Los romanos, siempre aquejados de una practicidad rayana en la obsesión, decidieron que el inicio de su era coincidiera con el de la fundación de la Ciudad Eterna. De esta forma decían que un suceso histórico había ocurrido en tal o cual año “ab urbe condita ”[1]. Pasaron los siglos, y al consolidarse el cristianismo durante la Edad Media, se impuso el calendario que tenía como hito fundamental la llegada del Salvador a la tierra. Por ello, el primer año de esta nueva era se hizo coincidir con el que se suponía había nacido Jesucristo. Decimos se suponía, y decimos bien, porque el cálculo se realizó mucho tiempo después de aquellos acontecimientos y al monje que le encargaron la tarea de establecer la fecha (se llamaba Dionisio y era apodado “el exiguo” por su corta estatura) las pasó canutas para dar con el dato y, casi con seguridad, le bailaron varias vueltas de nuestro planeta alrededor del Sol.

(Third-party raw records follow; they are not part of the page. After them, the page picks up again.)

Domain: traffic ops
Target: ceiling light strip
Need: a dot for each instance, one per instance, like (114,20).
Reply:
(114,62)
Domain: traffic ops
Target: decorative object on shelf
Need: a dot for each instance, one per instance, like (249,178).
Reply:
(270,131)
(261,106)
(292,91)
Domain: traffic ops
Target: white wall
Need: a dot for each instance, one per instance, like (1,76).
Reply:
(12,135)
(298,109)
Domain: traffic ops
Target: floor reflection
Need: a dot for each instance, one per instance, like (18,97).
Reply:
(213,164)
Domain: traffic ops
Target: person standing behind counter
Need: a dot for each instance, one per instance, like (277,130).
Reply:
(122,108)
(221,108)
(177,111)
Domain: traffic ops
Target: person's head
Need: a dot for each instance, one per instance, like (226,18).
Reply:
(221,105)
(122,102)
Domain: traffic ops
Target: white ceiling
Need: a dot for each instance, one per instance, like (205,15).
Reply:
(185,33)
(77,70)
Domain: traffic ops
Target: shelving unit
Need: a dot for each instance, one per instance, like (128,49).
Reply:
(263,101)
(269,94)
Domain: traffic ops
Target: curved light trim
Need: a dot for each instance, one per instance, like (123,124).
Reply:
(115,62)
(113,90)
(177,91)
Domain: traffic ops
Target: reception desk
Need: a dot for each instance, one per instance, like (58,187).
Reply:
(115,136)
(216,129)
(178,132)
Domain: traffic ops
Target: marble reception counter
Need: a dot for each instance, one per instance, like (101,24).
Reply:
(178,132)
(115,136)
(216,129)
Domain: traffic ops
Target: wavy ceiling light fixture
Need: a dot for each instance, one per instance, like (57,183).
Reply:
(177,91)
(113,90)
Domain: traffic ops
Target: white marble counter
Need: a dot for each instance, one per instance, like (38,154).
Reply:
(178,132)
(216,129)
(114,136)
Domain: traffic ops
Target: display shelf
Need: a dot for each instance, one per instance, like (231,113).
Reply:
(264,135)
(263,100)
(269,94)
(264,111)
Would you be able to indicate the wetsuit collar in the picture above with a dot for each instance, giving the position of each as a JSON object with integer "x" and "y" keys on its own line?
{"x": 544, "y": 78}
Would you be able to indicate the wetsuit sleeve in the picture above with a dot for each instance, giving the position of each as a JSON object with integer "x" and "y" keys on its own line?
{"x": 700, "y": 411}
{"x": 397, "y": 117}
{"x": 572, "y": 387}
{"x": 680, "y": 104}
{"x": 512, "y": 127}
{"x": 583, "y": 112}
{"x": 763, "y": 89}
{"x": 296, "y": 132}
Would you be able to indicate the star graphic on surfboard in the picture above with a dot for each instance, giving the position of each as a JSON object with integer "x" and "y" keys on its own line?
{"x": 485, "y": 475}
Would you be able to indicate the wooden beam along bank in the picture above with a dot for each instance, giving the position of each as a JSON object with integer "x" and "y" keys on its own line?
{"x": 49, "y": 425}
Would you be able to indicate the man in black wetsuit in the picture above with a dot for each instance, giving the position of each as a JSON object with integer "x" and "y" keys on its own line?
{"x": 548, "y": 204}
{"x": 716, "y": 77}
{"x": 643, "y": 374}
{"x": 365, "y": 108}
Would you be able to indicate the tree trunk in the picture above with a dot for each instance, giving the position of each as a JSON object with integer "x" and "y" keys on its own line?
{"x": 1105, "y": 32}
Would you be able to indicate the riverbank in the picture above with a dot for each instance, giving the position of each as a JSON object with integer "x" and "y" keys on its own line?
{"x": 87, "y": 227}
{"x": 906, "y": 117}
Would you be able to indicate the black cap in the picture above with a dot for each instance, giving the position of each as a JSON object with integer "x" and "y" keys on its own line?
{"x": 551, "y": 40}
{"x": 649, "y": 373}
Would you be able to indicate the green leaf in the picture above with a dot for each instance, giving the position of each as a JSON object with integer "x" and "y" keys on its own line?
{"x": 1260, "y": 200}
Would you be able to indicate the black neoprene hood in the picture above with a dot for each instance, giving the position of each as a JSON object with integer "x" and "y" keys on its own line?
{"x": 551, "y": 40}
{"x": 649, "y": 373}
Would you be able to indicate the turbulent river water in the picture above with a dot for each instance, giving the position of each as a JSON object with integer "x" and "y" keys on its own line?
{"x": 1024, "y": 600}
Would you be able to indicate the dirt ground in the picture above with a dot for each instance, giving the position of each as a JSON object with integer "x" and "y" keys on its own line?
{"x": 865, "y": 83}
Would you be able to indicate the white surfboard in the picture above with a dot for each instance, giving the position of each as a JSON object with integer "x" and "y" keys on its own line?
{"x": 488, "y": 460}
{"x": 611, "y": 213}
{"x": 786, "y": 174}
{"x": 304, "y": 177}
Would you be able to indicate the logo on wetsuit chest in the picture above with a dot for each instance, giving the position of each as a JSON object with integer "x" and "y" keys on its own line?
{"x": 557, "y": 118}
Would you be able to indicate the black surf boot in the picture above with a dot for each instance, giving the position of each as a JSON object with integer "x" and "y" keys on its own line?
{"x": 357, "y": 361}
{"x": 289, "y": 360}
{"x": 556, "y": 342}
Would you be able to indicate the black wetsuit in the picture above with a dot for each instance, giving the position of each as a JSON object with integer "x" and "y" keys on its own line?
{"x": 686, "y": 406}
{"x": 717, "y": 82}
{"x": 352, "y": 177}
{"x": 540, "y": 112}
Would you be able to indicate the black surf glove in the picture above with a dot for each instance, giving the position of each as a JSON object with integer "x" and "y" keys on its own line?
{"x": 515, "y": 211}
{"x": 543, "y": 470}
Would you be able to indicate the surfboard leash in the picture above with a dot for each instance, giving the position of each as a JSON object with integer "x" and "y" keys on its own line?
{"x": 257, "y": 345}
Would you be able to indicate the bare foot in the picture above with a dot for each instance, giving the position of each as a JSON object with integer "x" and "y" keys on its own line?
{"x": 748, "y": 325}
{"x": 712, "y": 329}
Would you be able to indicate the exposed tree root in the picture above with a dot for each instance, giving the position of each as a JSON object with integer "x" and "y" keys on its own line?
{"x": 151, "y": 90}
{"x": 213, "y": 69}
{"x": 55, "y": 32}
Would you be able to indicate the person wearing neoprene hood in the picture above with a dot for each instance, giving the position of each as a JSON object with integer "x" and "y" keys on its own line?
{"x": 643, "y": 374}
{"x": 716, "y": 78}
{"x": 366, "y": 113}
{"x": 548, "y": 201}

De esta suerte, a partir del siglo VI, en la mayoría de los países de Europa donde el cristianismo había arraigado, poco a poco, se comenzó a datar los acontecimientos en función de la nueva fecha de referencia. Sin embargo, aunque nos cueste creerlo, en la católica España, haciendo honor a aquello de que somos diferentes, una vez más, fuimos por libre.
Supongo que muchos de ustedes se preguntarán cuál fue entonces el hecho que servía para establecer el paso de los lustros en nuestro país. Pues aunque cuesto creerlo, en la vieja Piel de Toro, la costumbre pudo con la fe. No se impacienten porque para comprender lo que sucedió todavía hay que explicar algún detalle más y, no se crean, la cosa no es segura. Lo primero, como casi siempre, tenemos que volver a Roma para encontrar la pista que nos da la clave de este entuerto. En el año 38 a. C., Octavio Augusto, a la sazón sucesor de Julio César y flamante primer emperador, después de dar por pacificada la mayor parte de la Península (cántabros y astures seguían resistiéndose), estableció un impuesto que debían pagar a Roma los habitantes sometidos de Hispania. Este gravamen se conoció como Aera Hispánica y, por razones algo difusas, va a tener consecuencias más allá de dejar sin un denario a muchos desgraciados (hay que ver lo poco que han cambiado las cosas).
En un giro del destino, en algún momento indeterminado entre los siglos IV y VI d. C. (hay quien afirma que es en un momento anterior), los antes irreductibles hispanos, terror durante dos siglos de las legiones de la República, van a comenzar a utilizar como año inicial de un calendario autóctono el que señalaba, mediante un impuesto, su sometimiento a las águilas del Imperio. No se asombren, somos así, no lo podemos remediar, de un extremo al otro sin solución de continuidad.
Los historiadores han buscado explicaciones para esta peculiar toma de conciencia de la identidad hispanorromana, pero las cosas no están claras. La propagación de este método de cómputo anual por la Península se ha relacionado con diversos acontecimientos. Las propuestas varían desde un posible sentimiento de unidad originado por las invasiones bárbaras, hasta el uso de un sistema de datación nuevo surgido durante el denominado Imperio galo[2]-[3]. El caso es que textos epigráficos[4] y obras históricas[5] de la época señalada comienzan a utilizar el término era o sub-era al registrar acontecimientos importantes.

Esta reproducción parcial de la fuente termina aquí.